Sama seperti sejarah desa, sejarah kota memerlukan jasa sejarah lisan. Sejarah geografi tempat tinggal, demografi, dan fisik kota mungkin dapat ditemukan dalam dokumen dinas-dinas kota. Tetapi sejarah sosial budaya kontemporer kota barangkali dapat dilihat terutama melalui ingatan warga kotanya. Bahan-bahan seperti koran, majalah, dan buku-buku tidak dapat sepenuhnya memberi kesaksian tentang kehidupan kota yang kompleks. Kota-kota tradisional seperti Surakarta dan Yogyakarta masih menyimpan sisa-sisa masyarakat masa lampau ketika kerajaan masih jaya. Hubungan sosial antar bangsawan, antar status, dan antar kelas sosial di masa lampau, pergeseran dari bendara ke priyai pegawai negeri hanya dapat ditangkap melalui kesaksian-kesaksian. Demikian pula hubungan sosial antara penduduk Belanda dengan pribumi. Juga keadaan kota di zaman Jepang banyak dijumpai dalam sumber lisan. Setiap orang, setiap kelompok sosial, dan setiap kurun sejarah akan melihat kotanya dengan pandangan berbeda. Bagaimana warga kota di masa lalu memandang lingkungan hidupnya merupakan pertanyaan penting yang mungkin dapat mempengaruhi kebijaksanaan pengembangan kota. Apalagi jika mengingat sebuah kota tradisional akan menarik wisatawan lebih banyak pastilah citra kota di masa lalu mendapat tempat kembali dalam perencanaan retradisionalisasi kota kalau mungkin. Di sini belum lagi kita melihat kota sebagai unit penelitian sejarah politik, ekonomi, kesenian, intelektual, dan budaya yang tertentu memerlukan begitu banyak wawancara (Kuntowijoyo, 2003: 36-37).

























BAB 3. PENUTUP

3.1 Simpulan
Guna sejarah lisan memiliki guna intrinsik dan guna ekstrinsik.
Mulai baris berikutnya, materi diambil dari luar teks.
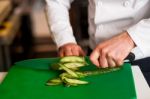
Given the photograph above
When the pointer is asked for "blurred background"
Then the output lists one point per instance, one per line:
(24, 31)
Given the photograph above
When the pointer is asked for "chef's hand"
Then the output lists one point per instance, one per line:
(71, 49)
(112, 52)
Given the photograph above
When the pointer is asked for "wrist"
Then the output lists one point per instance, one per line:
(129, 40)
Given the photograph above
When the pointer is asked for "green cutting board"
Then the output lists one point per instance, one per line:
(26, 80)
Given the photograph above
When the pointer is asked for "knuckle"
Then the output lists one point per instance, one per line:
(110, 55)
(119, 62)
(104, 51)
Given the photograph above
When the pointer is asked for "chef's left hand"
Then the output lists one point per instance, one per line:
(112, 52)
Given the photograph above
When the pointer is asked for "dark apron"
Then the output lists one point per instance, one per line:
(144, 65)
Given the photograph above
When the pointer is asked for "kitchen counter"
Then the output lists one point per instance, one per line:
(142, 88)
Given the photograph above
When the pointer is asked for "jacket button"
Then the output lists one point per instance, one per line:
(126, 3)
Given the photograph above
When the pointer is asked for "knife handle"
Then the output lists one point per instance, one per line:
(130, 57)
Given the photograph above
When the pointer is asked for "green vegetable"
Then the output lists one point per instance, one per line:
(69, 71)
(70, 59)
(71, 75)
(74, 64)
(56, 81)
(73, 81)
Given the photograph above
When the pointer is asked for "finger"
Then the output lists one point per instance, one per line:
(68, 52)
(111, 62)
(61, 53)
(81, 52)
(75, 52)
(94, 57)
(103, 61)
(119, 62)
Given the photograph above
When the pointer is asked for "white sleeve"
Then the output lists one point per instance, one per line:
(140, 33)
(59, 22)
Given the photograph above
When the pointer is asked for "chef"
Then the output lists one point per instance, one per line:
(116, 28)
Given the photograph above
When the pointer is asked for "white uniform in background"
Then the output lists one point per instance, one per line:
(107, 18)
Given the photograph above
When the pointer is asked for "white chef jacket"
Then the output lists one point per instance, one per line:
(106, 18)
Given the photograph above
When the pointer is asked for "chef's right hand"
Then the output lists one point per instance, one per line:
(71, 49)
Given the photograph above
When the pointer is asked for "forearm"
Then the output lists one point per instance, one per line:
(59, 23)
(140, 34)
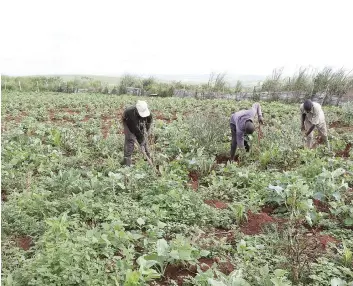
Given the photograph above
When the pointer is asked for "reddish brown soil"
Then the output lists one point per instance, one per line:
(86, 118)
(18, 118)
(321, 206)
(216, 204)
(255, 223)
(68, 110)
(222, 159)
(268, 209)
(223, 233)
(217, 234)
(179, 273)
(161, 116)
(24, 242)
(344, 153)
(194, 180)
(337, 124)
(107, 122)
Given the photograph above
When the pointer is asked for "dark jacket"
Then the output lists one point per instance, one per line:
(136, 123)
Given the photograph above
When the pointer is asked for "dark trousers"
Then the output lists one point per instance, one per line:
(233, 147)
(130, 144)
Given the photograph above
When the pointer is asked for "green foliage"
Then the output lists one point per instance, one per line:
(91, 221)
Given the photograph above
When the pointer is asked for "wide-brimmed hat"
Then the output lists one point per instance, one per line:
(142, 108)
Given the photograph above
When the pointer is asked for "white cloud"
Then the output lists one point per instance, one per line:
(173, 37)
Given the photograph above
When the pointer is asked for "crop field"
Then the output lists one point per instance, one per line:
(73, 215)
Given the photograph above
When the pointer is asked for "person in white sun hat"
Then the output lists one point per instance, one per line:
(137, 121)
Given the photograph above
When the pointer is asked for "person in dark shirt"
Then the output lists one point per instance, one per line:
(137, 121)
(242, 123)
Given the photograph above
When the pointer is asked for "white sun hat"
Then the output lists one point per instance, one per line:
(142, 108)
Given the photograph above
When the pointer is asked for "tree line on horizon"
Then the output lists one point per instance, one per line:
(304, 83)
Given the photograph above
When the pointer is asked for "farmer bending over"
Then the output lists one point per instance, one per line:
(241, 123)
(312, 116)
(137, 122)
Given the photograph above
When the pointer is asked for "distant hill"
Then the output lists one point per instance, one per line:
(247, 80)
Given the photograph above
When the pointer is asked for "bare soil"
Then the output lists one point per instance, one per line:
(256, 222)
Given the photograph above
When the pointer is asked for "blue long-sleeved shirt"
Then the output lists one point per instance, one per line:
(240, 117)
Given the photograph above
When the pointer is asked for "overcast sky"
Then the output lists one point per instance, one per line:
(173, 36)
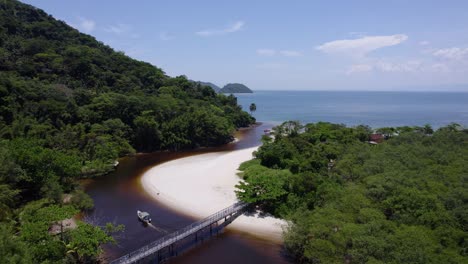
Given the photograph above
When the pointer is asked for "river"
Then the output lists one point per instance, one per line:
(119, 194)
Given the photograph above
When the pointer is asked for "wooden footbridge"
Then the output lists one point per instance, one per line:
(164, 247)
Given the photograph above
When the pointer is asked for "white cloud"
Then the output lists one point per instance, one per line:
(290, 53)
(118, 29)
(361, 46)
(85, 25)
(269, 66)
(391, 67)
(359, 68)
(424, 43)
(266, 52)
(165, 36)
(272, 52)
(408, 66)
(452, 53)
(237, 26)
(440, 67)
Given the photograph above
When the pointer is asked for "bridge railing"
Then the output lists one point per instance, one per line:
(167, 240)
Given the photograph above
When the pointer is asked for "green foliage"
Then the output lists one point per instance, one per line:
(401, 201)
(70, 106)
(81, 200)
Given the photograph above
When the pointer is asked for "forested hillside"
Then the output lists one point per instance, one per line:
(401, 201)
(69, 107)
(235, 88)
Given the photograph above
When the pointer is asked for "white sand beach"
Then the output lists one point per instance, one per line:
(204, 184)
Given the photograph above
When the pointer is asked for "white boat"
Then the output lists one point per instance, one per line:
(144, 216)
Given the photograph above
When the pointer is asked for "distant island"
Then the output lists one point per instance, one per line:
(235, 88)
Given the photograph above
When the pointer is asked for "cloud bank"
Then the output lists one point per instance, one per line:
(237, 26)
(361, 46)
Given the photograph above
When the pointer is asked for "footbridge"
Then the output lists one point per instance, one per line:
(166, 246)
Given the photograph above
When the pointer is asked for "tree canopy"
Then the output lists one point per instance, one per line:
(401, 201)
(69, 107)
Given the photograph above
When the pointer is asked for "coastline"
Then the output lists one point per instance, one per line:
(203, 184)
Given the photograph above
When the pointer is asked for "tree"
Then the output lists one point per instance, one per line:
(252, 108)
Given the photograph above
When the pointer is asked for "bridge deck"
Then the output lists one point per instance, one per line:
(170, 239)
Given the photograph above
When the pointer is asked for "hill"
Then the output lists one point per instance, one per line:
(69, 107)
(235, 88)
(212, 85)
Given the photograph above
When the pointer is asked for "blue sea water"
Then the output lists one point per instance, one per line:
(376, 109)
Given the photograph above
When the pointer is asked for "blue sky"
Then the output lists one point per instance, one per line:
(287, 45)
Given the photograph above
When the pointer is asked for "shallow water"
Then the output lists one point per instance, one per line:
(118, 195)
Guna intrinsik sejarah mencangkup empat hal, sejarah sebagai ilmu, sejarah sebagai cara mengetahui masa lampau, sejarah sebagai pernyataan pendapat, dan sejarah sebagai profesi. Sementara itu, guna ekstrinsik sejarah juga mencangkup empat hal, yakni, fungsi pendidikan (moral, penalaran, politik, kebijakan, perubahan, masa depan, keindahan, dan ilmu bantu), latar belakang, rujukan dan bukti. Selain itu sejarah lisan masih mempunyai banyak kegunaan, diantaranya yaitu sejarah lisan sebagai metode dapat dipergunakan secara tunggal dan dapat pula sebagai bahan dokumenter. Sedangkan sumbangan sejarah lisan dalam penulisan sejarah  diantaranya yaitu sejarah lisan mempunyai sumbangan yang besar dalam mengembangkan substansi penulisan sejarah. Pertama, dengan sifatnya yang kontemporer sejarah lisan memberikan kemungkinan yang hampir-hampir tak terbatas untuk menggali sejarah dari pelaku-pelakunya. Kedua, sejarah lisan dapat mencapai pelaku-pelaku sejarah yang tidak disebutkan dalam dokumen. Dengan kata lain, dapat mengubah citra sejarah yang elitis kepada citra sejarah yang egalitarian. Ketiga, sejarah lisan memungkinkan perluasan permasalahan sejarah, karena sejarah tidak lagi dibatasi kepada adanya dokumen tertulis.









DAFTAR PUSTAKA

Kuntowijiyo. 2003. Metodologi Sejarah. Yogyakarta: P.T Tiara Wacana Yogya.
Dienaputra, Reiza D. 2013. Sejarah Lisan: Metode dan Praktek. Bandung: Balatin.